当記事では、ストレスチェック制度が義務化された背景や対象となる企業について詳しく解説し、実施方法のポイントを具体的にご紹介します。
目次(タップして開閉)
ストレスチェックとは?
ストレスチェックとは、労働者が自分のストレス状況について知るために行われる簡易的な検査です。労働者は自分のストレス状況に関する質問票に回答します。その結果は集計・分析・評価されたあと、労働者本人に通知されます。
ストレスチェック実施の根拠
労働安全衛生法第66条の10を根拠として、従業員が50人以上の事業場で、すべての労働者を対象に年1回のストレスチェックの実施が義務づけられています。ただしこれは企業側に課せられた義務であり、従業員側にストレスチェックを受ける義務があるわけではありません。
ストレスチェック制度の指針と詳細については厚生労働省のHPで確認できます。マニュアルなどの資料もPDFで公開されています。
参照:『労働安全衛生法に基づくストレスチェック制度実施マニュアル』厚生労働省(2021年改訂)
ストレスチェックの目的
定期的なストレスチェックには次の2つの目的があります。
1.労働者が自分のストレス状況に意識を向け、メンタルヘルス不調を未然に防ぐ 2.事業者がストレスチェックの結果を踏まえて職場環境を改善する |
従業員は日々の業務でストレスをため込みがちです。しかし、本人は気づかないまま無理を続け、突然うつ病などを発症してしまうことも少なくありません。そのため、ストレスを数値化して、本人に自覚を促すことが求められます。

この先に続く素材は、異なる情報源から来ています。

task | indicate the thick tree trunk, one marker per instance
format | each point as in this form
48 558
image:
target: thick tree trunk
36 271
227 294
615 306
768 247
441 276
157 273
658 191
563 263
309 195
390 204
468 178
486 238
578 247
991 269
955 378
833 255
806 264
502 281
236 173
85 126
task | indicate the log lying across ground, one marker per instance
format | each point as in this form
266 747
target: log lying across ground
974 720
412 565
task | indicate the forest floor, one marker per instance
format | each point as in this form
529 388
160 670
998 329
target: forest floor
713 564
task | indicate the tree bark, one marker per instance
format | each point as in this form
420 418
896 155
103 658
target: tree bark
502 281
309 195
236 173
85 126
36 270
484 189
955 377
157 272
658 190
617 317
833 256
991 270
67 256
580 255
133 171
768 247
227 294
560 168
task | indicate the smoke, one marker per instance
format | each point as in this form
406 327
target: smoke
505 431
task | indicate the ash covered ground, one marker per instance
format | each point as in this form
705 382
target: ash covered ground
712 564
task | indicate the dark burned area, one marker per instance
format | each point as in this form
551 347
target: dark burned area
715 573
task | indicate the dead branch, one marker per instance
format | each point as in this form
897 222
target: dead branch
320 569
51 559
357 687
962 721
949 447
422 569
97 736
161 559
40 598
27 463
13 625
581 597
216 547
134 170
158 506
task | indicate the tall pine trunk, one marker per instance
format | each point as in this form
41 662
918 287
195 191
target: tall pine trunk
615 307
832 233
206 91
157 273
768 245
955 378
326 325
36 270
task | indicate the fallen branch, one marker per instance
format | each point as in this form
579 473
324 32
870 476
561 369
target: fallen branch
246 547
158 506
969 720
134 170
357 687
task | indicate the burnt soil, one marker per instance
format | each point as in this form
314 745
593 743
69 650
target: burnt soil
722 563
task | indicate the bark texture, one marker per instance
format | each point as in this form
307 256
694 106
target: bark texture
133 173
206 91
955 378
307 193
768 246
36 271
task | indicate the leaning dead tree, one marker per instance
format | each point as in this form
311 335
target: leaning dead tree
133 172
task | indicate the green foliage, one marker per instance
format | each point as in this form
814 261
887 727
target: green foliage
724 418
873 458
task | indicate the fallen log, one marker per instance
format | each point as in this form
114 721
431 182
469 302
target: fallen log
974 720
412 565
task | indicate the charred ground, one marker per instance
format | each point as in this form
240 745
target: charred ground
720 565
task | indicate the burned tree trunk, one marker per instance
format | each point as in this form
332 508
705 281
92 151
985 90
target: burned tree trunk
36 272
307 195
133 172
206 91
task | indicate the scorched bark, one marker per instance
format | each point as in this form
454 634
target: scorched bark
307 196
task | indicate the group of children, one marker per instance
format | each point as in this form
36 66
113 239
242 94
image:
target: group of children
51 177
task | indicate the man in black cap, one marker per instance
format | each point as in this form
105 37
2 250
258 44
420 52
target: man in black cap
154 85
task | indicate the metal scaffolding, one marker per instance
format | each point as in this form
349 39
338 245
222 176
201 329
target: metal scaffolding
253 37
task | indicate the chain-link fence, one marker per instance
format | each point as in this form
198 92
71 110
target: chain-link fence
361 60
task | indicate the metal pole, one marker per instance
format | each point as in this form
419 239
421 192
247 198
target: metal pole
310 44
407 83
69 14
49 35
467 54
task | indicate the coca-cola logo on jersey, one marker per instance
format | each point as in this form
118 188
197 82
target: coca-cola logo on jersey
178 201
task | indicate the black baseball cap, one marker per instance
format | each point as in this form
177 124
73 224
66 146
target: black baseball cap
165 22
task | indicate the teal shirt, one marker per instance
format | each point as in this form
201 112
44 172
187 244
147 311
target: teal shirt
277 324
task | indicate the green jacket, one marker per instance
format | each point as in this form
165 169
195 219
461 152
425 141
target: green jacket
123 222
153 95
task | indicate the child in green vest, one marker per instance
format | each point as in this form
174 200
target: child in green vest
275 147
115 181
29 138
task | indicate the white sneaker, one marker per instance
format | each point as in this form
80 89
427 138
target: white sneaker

企業にとっても従業員の突然の休職や退職は好ましくありません。欠員補充のために採用活動や人事異動などを実施しなければならなくなり、無駄なコストが発生するからです。
また、従業員から訴訟を起こされたり、SNSで悪評を拡散されたりすれば、企業イメージの低下にもつながりかねません。こうしたリスクを回避するうえでもストレスチェックは有効です。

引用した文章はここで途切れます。